Olympic boycott only hurts athletes
Letters to the Editor | Tuesday, April 22, 2008
In agreement with the April 18 column by Yue Li and Lili Ji entitled “Olympics symbolize peace,” I believe it is necessary for those protesting the upcoming Olympic Games to evaluate the implications of such an action.
Not only is it correct to say that the Olympics are not about politics, but what many appear to have forgotten is what the Olympic Games are about: the athletes. These individuals have dedicated countless hours to bettering body, mind and soul in aims of participating in this timeless, incredible and (supposedly) uniting experience.
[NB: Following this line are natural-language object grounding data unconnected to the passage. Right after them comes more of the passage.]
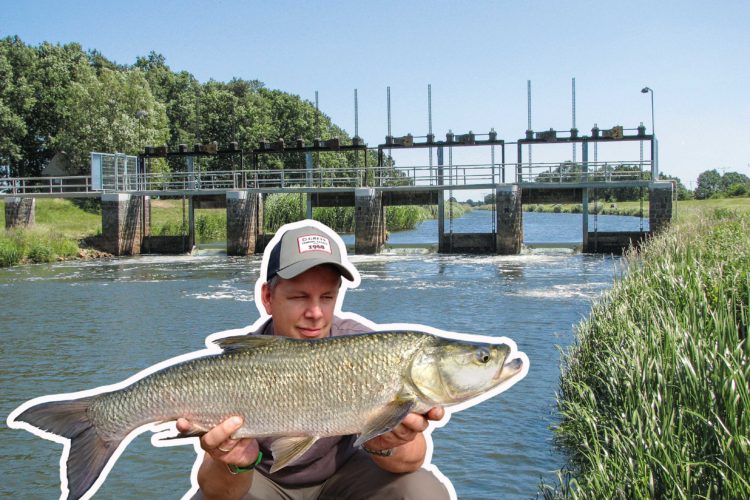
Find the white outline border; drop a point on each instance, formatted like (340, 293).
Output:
(168, 429)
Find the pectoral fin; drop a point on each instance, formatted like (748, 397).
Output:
(386, 419)
(288, 449)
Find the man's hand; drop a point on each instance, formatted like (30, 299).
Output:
(219, 444)
(407, 442)
(214, 478)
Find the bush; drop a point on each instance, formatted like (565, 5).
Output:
(654, 394)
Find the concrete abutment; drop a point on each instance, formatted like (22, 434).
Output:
(19, 212)
(369, 221)
(244, 221)
(660, 197)
(509, 219)
(125, 221)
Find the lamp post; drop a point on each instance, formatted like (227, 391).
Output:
(654, 145)
(646, 90)
(140, 115)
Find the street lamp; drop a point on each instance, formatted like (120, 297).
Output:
(646, 90)
(140, 115)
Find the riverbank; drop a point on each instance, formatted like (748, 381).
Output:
(633, 208)
(654, 394)
(62, 228)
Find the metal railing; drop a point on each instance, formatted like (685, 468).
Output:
(45, 185)
(423, 176)
(562, 173)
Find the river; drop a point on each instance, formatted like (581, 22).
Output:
(77, 325)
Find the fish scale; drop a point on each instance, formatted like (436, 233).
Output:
(275, 390)
(295, 391)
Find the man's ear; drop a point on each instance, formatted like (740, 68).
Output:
(265, 297)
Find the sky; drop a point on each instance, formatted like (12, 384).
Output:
(477, 56)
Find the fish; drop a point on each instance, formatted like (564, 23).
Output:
(296, 391)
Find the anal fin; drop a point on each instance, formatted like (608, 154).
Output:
(286, 450)
(386, 419)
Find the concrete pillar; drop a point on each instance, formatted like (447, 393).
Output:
(509, 219)
(19, 212)
(243, 222)
(369, 221)
(123, 223)
(659, 206)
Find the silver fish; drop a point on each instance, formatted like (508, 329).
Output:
(295, 390)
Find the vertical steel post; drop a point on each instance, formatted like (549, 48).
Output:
(585, 200)
(308, 178)
(441, 201)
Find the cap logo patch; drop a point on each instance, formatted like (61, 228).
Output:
(313, 243)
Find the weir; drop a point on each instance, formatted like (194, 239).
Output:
(126, 189)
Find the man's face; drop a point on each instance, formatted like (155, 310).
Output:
(302, 307)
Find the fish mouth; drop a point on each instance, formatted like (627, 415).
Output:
(509, 370)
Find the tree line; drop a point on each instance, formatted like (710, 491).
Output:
(710, 184)
(60, 98)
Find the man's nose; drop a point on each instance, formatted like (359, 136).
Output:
(314, 310)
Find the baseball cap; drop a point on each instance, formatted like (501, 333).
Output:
(303, 248)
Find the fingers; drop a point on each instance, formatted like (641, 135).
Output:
(218, 440)
(436, 413)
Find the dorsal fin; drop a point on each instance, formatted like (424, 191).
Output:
(246, 342)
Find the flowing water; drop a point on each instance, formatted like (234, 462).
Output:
(77, 325)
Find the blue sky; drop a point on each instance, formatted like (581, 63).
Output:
(476, 55)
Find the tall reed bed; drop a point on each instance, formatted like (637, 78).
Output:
(34, 245)
(655, 394)
(281, 209)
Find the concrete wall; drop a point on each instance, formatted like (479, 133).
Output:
(243, 221)
(472, 243)
(659, 206)
(123, 223)
(166, 245)
(20, 212)
(369, 221)
(509, 219)
(551, 195)
(613, 242)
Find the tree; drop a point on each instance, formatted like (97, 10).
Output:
(105, 114)
(709, 184)
(735, 184)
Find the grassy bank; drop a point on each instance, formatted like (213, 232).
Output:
(59, 226)
(654, 394)
(633, 208)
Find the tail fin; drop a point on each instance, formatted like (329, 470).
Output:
(88, 453)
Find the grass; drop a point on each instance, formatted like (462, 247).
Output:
(35, 245)
(632, 208)
(654, 395)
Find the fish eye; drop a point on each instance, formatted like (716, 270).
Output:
(482, 355)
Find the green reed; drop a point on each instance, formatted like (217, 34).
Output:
(34, 245)
(654, 395)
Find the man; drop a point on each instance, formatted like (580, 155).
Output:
(304, 268)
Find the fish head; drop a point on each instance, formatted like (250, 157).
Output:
(451, 371)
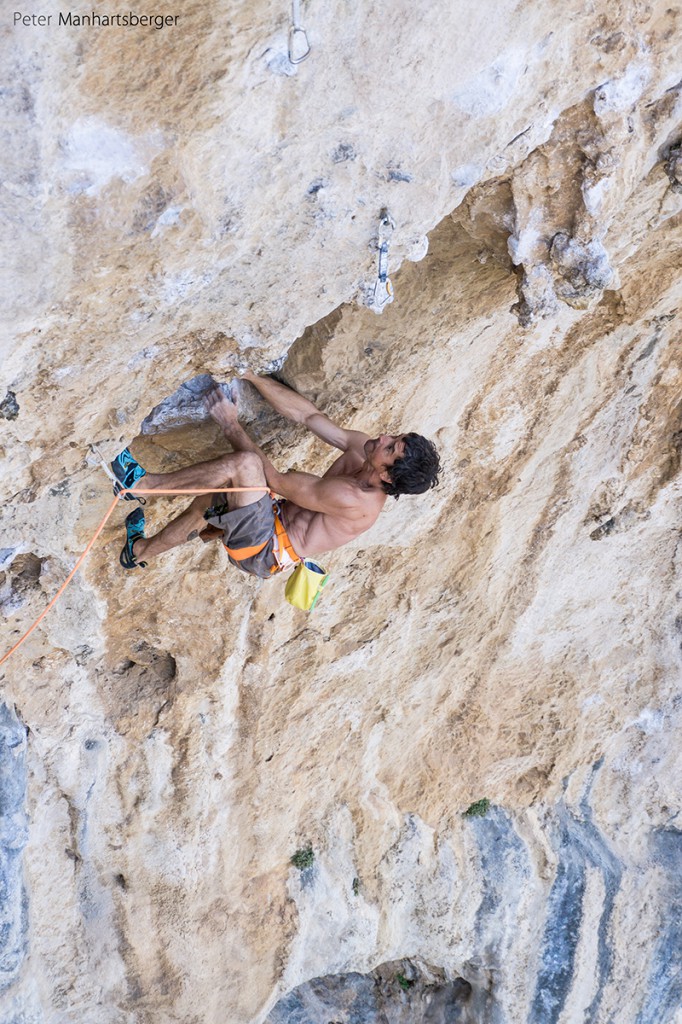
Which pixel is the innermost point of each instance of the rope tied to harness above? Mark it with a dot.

Then what happens? Just because the Olympic Games happen to find place in a country whose historical and recent conduct we reject, we throw a fit, forgetting that, although it is true that this event serves as a great opportunity for China to illustrate her character, the vast majority of the Olympics has nothing at all to do with the Chinese.
The eventual outcome – and it’s only getting worse – is that the separation between a government’s foreign policy and its common citizens is horribly perverted. We have wheelchair-bound Chinese paralympian Jin Jing being mauled as she’s wheeled down an avenue in Paris and, while we’re on the subject, world leaders such as French President Nicolas Sarkozy boycotting the opening ceremonies. Is this for real?
Of course, boycotting the Olympics is nothing new, as countries have previously refrained from attending when quite convenient, namely in 1965 and 1980. But again, who is losing by our boycotting? Presumably, nation A boycotts nation B to pain nation B such that nation B will now stop doing whatever it is that nation A condemns. Unfortunately the pain is – in some cases literally – on the athletes more than anyone.